Глава 11.
На открытое комсомольское собрание в начале декабря явились все друзья и подруги Григория Бродова. В повестке дня на листе ватмана в фойе училища сообщалось: «1. Приём в члены ВЛКСМ. 2. О дисциплине в училище. Сообщение замдиректора А. А. Клименко». В первом пункте повестки значилось несколько фамилий, последняя четвёртая сообщала: «Г. Бродов».
Пришла на собрание и Маруся, села рядом с Иваном в последнем ряду. Сидела и всё молитву тихо твердила: «Господи, помилуй, Господи, помилуй, Господи, помилуй, не наказывай, Господи, раба твоего грешного Григория». Иван сидел молча, уткнувшись в
какую-то книгу. Это был подаренный ему Чистяковым новый сборник поэта.

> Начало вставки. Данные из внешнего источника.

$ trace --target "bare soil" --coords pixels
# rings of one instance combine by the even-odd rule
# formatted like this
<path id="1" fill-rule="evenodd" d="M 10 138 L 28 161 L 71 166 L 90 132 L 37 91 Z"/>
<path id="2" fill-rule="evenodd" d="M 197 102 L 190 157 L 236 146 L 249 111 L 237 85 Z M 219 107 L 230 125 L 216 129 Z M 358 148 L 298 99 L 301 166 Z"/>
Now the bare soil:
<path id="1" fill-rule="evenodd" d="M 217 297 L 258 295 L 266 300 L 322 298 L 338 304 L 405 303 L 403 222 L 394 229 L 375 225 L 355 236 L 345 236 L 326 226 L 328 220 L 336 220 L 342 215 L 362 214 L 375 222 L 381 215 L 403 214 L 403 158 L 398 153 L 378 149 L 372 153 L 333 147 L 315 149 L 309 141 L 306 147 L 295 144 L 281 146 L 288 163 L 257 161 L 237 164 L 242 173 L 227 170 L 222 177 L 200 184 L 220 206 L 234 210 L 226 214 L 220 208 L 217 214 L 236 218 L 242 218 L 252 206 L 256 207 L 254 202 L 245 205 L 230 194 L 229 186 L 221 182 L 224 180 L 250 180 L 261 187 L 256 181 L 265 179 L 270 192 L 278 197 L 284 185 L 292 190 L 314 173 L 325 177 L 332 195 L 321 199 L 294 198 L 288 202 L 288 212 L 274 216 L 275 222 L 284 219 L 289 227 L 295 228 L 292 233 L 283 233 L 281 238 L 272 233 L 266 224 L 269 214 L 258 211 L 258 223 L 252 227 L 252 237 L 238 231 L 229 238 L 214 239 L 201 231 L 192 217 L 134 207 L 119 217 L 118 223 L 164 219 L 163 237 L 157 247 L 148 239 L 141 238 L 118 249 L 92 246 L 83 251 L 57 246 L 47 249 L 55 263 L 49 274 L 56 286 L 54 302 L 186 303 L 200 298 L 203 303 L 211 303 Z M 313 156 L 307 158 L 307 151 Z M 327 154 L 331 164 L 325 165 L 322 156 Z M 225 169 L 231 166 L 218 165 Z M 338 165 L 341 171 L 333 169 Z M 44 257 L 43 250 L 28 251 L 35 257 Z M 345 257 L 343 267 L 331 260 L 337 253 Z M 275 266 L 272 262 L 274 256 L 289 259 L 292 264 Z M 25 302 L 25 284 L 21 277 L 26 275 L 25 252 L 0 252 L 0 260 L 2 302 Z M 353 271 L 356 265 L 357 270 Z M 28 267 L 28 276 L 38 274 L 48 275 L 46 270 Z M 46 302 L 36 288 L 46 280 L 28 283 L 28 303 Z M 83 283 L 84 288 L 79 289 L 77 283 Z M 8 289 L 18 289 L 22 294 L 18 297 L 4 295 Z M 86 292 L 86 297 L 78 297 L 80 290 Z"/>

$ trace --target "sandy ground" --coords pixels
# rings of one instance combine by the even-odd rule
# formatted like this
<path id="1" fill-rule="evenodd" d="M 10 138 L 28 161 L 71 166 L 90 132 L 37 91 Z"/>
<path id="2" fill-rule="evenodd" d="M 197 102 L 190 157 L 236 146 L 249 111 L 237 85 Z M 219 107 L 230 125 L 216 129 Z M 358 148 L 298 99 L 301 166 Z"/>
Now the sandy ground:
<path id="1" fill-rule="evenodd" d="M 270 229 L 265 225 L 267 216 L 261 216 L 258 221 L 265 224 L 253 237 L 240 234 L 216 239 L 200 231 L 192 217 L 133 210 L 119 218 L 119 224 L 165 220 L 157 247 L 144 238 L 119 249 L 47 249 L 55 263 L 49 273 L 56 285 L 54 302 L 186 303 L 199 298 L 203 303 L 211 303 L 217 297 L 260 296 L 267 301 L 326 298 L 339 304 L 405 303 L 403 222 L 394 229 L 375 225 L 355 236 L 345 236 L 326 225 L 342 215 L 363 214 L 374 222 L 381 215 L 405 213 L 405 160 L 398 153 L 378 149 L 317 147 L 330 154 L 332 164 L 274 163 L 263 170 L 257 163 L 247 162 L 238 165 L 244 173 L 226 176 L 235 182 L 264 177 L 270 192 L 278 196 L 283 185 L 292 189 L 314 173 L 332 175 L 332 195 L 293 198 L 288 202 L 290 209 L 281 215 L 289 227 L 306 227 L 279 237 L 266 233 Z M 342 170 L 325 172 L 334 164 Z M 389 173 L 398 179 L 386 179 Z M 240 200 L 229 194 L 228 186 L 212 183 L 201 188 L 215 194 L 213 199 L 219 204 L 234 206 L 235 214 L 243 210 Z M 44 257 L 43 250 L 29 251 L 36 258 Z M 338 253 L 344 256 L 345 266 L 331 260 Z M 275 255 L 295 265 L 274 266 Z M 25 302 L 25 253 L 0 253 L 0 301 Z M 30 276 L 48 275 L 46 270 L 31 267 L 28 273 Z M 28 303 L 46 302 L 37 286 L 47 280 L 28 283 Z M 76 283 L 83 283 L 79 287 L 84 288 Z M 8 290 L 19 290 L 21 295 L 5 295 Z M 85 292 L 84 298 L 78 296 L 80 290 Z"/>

Первые три кандидатуры обсудили быстро, без проволочек, единогласно проголосовали за приём в ряды ВЛКСМ. Настал очередь Григория. Его вызвали на сцену к столу президиума. Гришка встал за трибуну.
- Товарищи! – Объявил ведущий собрание бойкий паренёк. – В комитет комсомола поступило заявление от нашего соученика Григория Бродова. Вот оно: «Прошу принять меня в ряды Ленинского коммунистического союза молодёжи, так как я хочу учиться и в будущем работать в одном строю с передовым отрядом строителей нашего светлого будущего».
В зале раздались редкие хлопки. Председатель поднял руку:
- Спокойно! Послушаем Бродова. Расскажи, Григорий, свою биографию.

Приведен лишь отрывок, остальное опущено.